To their credit, though, neither of them looks betrayed or anything – maybe Ned Stark did really learn a lesson when it comes to not making your kids think honor is the beginning and ending of someone’s world.
“Why did you do it?” Robb asks him, and he doesn’t sound too judgmental. Just… curious? Jon’s face is kind of unreadable, but Jaime figures he’ll deal with one problem at a time.
Jaime considers lying, then decides that no, it’s not worth it. After all, the tide turned when he told Catelyn the truth, didn’t it?
“He was a horrible man,” he starts. “He – he hurt his wife.

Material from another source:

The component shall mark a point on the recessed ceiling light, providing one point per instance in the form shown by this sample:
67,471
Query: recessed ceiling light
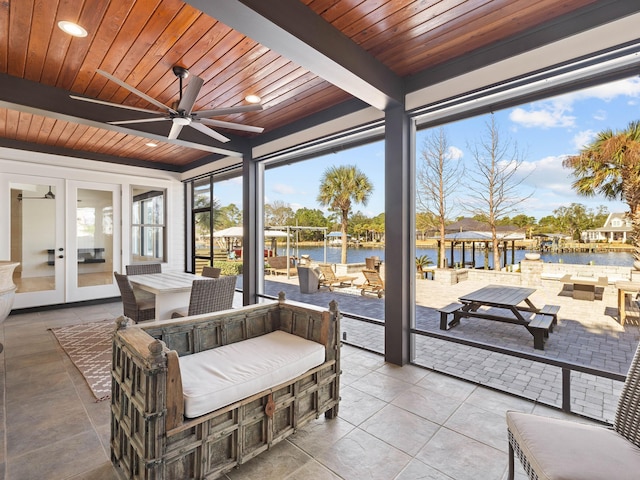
72,28
252,98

He hurt everyone he came in contact with.”
“He killed Uncle Brandon, too, didn’t he?” Robb asks.
“That, too. I – I was there. It wasn’t something I relish thinking about. Anyhow, at the end of the Rebellion, he was about to order a few trusted men to burn all of King’s Landing with wildfire.”
Jon and Robb’s faces turn utterly horrified. Greyjoy, in the background, looks disgusted.
“I – it was either that or everyone else would have died.”
“But why doesn’t anyone know?” Robb presses. “It’s – Maester Luwin says the entire realm thinks you an oathbreaker, that’s not fair!”
Jaime snorts. “I don’t care what the realm thinks. Or what’s fair. I’m fine where I am, honestly, but – you wanted to know why I did it. That’s why I did it. If everyone else thinks me an oathbreaker for it, I cannot really care less. Just, sometimes you can’t value oaths higher than real people.”
Robb nods forcefully and says that it sounds obvious. Jon says nothing, but later he tells him that he imagines it must have taken a lot of courage and he hopes he could have half of it one day.
If only you knew, Jaime thinks, and resolutely does not wipe at his eyes before telling Jon to go to sleep already, it’s late.
If only it could be that easy explaining it to anyone else, but – he also hasn’t seen Aerys in his dreams for a very long time.
He likes to think he’s over it.
Time passes. Nothing of import happens except that Ser Rodrik obviously doesn’t approve of Jaime teaching both his pupils dirty tricks. Catelyn and Ned seem to have indeed the most successful marriage in Westeros, given that they’re at the fourth child.
And then Ned gets a raven from Tarth.